Electronic Medical Records Identify HIV PrEP Candidates
An automated algorithm was able to select HIV-positive individuals who would benefit the most from PrEP.
Researchers were able to identify individuals who had an increased risk of HIV and may benefit from pre-exposure prophylaxis (PrEP) by using an automated algorithm to analyze routine electronic health records (EHRs), according to MedPage Today.
In the study, researchers analyzed information from 800,000 patients at a large medical practice in Boston. Out of that number, the algorithm indicated that more than 8000 individuals were PrEP candidates.
The findings were presented at the annual IDWeek Meeting.
“The vast majority of patients in the general population have very low risk scores, but at the far end of the curve there’s an inflection point,” said researcher Douglas Krakower, MD. “It seems like there might be a sub population, based on the patterns observed in the data that may benefit from consideration of PrEP and other more intensive HIV prevention strategies.”

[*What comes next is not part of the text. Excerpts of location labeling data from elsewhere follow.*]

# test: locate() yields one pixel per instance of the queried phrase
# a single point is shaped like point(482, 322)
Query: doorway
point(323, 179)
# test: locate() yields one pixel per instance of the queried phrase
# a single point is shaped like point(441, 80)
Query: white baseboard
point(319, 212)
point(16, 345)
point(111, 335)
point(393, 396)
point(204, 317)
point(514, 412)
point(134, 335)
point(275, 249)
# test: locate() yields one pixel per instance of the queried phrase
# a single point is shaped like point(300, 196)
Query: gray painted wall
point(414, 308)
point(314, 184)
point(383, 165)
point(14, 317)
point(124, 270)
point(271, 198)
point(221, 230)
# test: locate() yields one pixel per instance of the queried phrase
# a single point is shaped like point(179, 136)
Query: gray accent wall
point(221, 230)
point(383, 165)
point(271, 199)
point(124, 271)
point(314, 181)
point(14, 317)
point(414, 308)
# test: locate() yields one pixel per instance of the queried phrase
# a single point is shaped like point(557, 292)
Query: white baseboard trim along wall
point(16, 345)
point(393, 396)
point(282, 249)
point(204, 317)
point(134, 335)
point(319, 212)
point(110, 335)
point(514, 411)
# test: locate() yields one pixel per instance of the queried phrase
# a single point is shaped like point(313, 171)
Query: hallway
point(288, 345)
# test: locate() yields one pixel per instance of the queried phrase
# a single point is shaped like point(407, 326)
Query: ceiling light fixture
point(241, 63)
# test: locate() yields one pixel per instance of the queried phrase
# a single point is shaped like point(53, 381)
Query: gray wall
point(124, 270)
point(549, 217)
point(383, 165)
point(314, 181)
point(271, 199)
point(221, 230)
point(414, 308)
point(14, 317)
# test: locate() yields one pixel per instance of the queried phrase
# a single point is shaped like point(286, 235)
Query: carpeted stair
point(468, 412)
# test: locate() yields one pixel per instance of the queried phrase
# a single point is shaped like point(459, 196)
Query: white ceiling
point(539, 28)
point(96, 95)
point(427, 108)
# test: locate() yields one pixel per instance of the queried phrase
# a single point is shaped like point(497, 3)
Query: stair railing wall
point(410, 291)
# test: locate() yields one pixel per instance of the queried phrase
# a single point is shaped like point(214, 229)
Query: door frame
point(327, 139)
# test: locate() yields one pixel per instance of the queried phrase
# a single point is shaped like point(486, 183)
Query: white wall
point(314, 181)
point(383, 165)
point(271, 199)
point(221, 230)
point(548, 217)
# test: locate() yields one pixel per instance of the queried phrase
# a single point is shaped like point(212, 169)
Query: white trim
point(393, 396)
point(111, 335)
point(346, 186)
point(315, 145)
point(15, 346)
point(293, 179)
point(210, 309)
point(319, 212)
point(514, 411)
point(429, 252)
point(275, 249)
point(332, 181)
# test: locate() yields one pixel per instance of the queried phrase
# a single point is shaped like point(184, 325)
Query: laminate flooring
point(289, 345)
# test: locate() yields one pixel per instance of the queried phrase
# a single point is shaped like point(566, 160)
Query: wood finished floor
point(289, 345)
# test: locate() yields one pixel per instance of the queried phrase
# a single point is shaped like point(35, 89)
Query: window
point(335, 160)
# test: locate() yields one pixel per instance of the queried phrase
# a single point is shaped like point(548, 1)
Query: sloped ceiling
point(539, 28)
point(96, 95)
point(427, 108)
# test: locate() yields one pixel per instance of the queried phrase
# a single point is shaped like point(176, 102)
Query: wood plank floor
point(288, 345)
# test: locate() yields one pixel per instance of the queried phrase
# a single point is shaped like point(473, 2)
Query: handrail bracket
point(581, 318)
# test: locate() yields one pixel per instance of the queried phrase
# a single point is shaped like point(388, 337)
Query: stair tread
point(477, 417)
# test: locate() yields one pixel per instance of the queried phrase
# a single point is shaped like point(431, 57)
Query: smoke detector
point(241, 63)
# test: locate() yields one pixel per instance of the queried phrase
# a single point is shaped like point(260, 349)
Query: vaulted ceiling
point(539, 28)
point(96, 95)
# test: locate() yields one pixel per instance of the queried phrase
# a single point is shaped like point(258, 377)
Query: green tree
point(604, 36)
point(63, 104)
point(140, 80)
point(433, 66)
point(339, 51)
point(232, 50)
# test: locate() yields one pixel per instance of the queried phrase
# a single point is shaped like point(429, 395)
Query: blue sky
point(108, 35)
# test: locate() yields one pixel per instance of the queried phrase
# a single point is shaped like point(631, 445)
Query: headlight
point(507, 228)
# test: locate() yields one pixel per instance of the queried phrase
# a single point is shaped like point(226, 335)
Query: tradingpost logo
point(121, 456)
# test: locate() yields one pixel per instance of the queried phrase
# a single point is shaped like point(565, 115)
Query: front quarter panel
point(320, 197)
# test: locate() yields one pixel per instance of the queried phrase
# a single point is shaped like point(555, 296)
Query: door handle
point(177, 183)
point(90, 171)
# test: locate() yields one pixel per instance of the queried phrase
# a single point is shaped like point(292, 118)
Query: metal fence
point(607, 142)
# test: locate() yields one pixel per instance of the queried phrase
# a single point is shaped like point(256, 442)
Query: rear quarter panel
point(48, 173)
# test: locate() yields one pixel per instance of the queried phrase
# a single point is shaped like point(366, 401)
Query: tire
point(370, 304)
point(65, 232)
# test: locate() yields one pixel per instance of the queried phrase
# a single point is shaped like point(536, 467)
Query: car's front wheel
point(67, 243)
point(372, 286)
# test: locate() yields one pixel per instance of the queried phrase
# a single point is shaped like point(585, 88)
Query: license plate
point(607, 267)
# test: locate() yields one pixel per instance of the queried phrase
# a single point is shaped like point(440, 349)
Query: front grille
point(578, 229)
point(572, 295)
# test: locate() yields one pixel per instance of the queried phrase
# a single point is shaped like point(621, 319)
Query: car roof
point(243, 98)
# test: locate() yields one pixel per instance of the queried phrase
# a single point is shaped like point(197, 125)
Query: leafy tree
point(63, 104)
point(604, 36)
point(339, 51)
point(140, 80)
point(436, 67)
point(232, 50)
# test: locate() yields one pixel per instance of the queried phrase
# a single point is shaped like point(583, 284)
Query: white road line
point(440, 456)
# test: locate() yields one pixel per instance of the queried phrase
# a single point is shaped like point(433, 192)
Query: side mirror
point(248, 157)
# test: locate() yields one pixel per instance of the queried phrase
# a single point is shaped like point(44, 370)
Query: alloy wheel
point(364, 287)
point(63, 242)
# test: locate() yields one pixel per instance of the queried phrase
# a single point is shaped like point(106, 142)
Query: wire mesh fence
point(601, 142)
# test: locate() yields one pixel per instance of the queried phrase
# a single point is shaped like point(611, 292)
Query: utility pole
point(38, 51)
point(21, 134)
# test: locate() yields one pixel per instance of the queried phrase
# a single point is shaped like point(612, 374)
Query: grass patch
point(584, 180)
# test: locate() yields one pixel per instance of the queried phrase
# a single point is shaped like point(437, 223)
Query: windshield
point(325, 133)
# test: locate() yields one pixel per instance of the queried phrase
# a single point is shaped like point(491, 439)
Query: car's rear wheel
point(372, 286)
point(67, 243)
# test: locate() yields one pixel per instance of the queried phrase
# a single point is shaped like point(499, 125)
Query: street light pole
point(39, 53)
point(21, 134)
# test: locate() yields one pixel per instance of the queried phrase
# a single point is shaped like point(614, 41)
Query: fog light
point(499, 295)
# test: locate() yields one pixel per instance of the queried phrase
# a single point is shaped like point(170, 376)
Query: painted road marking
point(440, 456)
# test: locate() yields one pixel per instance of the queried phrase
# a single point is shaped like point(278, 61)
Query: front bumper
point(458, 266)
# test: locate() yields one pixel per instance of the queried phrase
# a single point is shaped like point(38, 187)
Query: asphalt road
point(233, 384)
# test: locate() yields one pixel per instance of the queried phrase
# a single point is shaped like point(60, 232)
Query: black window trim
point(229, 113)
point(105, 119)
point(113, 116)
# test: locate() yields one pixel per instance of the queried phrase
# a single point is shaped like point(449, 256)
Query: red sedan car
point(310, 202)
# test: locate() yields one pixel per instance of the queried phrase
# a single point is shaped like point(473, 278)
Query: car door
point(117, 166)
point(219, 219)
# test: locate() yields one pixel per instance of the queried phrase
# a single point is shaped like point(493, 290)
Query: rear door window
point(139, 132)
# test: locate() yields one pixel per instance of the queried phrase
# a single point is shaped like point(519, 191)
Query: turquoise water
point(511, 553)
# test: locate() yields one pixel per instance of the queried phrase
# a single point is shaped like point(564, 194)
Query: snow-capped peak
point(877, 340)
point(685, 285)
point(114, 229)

Although PrEP use has significantly increased in recent years, and more than 79,000 individuals have taken PrEP over the past 4 years in the United States, the CDC estimates that more than 1.2 million people can still potentially benefit from PrEP, MedPage reported.
One of the biggest challenges in getting people on board in taking PrEP is the lack of routine sexual health and risk evaluations, according to MedPage.
“We know that providers are very busy and have competing demands, and taking comprehensive sexual histories is challenging for several seasons including lack of training and lack of comfort having discussions about sexual health,” Krakower said, as reported by MedPage.
For the study, researchers obtained data from the EHRs of Atrius Health, which has about 800,000 patients at 27 sites, and evaluated more than 100 variables. Each newly infected HIV patient, between 2006 and 2015, were matched up with 100 control subjects of the same sex and similar length of Atrius membership who stayed HIV-negative, reported MedPage. Researchers then compared their risk factors and characteristics.
There were 138 HIV cases identified, of which 13,800 matched controls were chosen for the study. Logistic regression modeling and machine learning were used to predict HIV incident among cases versus the controls.
Computer algorithms were compared to each other and to logistic regression, which showed there were several machine learning methods successful in predicting incident HIV.
Lastly, researchers wanted to determine if the distribution of HIV prediction scores in the Atrius general population could suggest a subpopulation that may be candidates for PrEP, according to MedPage. Although a majority of the members were found to have a very low or low risk of HIV infection, there was a small proportion who were at high risk.
Using the algorithm, researchers found that 8414 patients of the general Atrius Health population were potential candidates for PrEP.
“Using STD diagnosis as a predictor of HIV risk is evidence-based, but it assumes that providers correctly screen patients — especially men who have sex with men – to actually capture the 70% of gonorrhea and chlamydia missed by urine-only testing,” said Demetre Daskalakis, MD in an interview with MedPage Today.